I see, thanks for clarifying. That situation is actually simpler than what I thought you were asking about. The short answer is that, for better or worse, we do the same sort of deduction for methods, as you can see in this example here:
If we ever adopt the fields-in-traits RFC (as I hope we do at some point), I presume we would use the same basic logic there too.
At present, the compiler is sometimes conservative when Self is fully unknown, but it is willing to infer other trait parameters on the basis of the set of existing impls. In this case, X is unknown in the trait, but Self is at least partially known, and that’s enough to narrow things down to 1 impl.
It shouldn’t have required syntax highlighting in the first place. I want to read a raw piece of source code on my browser, Notepad, git diff, or via cat without overlooking a crucial piece of information.
Relying on syntax highlighting is a huge red flag for me. I should be able to open up rust code in something like notepad or cat from a terminal and quickly be able to see what’s going on.
But what about if you want to join 4 futures, how about 5 or 6? This could go on an on, and without variadic generics, we can’t do any better than a macro or nested tuples. Now a macro could easily convert from nested tuples to the flattened version, and we can do that now.
In C#, I yesterday (literally – I just checked) gave the “you should do that in parallel” feedback for this code (domain object names obfuscated, but the code is otherwise untouched):
var sprockets = await this.ExtractContent<SprocketContent>(SprocketPath);
var widgets = await this.ExtractContent<WidgetContent>(WidgetPath);
var spanners = await this.ExtractContent<SpannerContent>(SpannerPath);
So I think prefix await isn’t immune to “just await without thinking about it” either.

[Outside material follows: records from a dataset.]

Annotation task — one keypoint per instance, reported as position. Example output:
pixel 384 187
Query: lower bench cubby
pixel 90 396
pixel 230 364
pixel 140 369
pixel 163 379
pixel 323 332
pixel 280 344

That said, it’s a pain in C# to do this differently, because Task.WhenAll only supports the homogeneous case. If I understand How will Promise.all be implemented? correctly, then this will be way better in Rust – whether prefix or postfix – as it could be
let (sprockets, widgets, spanners) = join!(
self.extract_content::<SprocketContent>(SPROCKET_PATH),
self.extract_content::<WidgetContent>(WIDGET_PATH),
self.extract_content::<SpannerContent>(SPANNER_PATH),
).await;
+1, and I wonder if that actually makes .awaitless noticeable than with no highlighting, as one’s brain starts relying on the colours for mental parsing shortcuts.
I am suprised that no one is talking about UCS macro in this thread. I’ve noticed that a large part of community in reddit has reached consensus on postfix macro fashion powered by unified call syntax + prefix madatory.
Besides, there is a unofficial survey, which also shows favors of postfix macro among all proposals (the one with biggest proportion of ‘perfect’ option).
In brief, with UCS-macro, postfix await will be not magical; it’ll be trival, orthogonal, user definable (except that await is a keyword). And the most importantly, it completes the chaining story in rust so that we don’t need ? for Try, magical await field access for async and new magical syntax for something may appear in the future. (ps: ? syntax is cute, I love it)
It doesn’t require syntax highlighting. And if you don’t have syntax
highlighting at all, I think it still reads just fine.
Having some syntax highlighting that is incomplete (and doesn’t know
about all keywords) is harmful: highlighting some keywords gives a
signal that keywords will be highlighted, making un-highlighted keywords
easier to miss.
People aren’t talking about it because it’s already been discussed to death (months ago), and rejected by the Rust team (for await). Perhaps postfix macros will be implemented in the future, but not right now.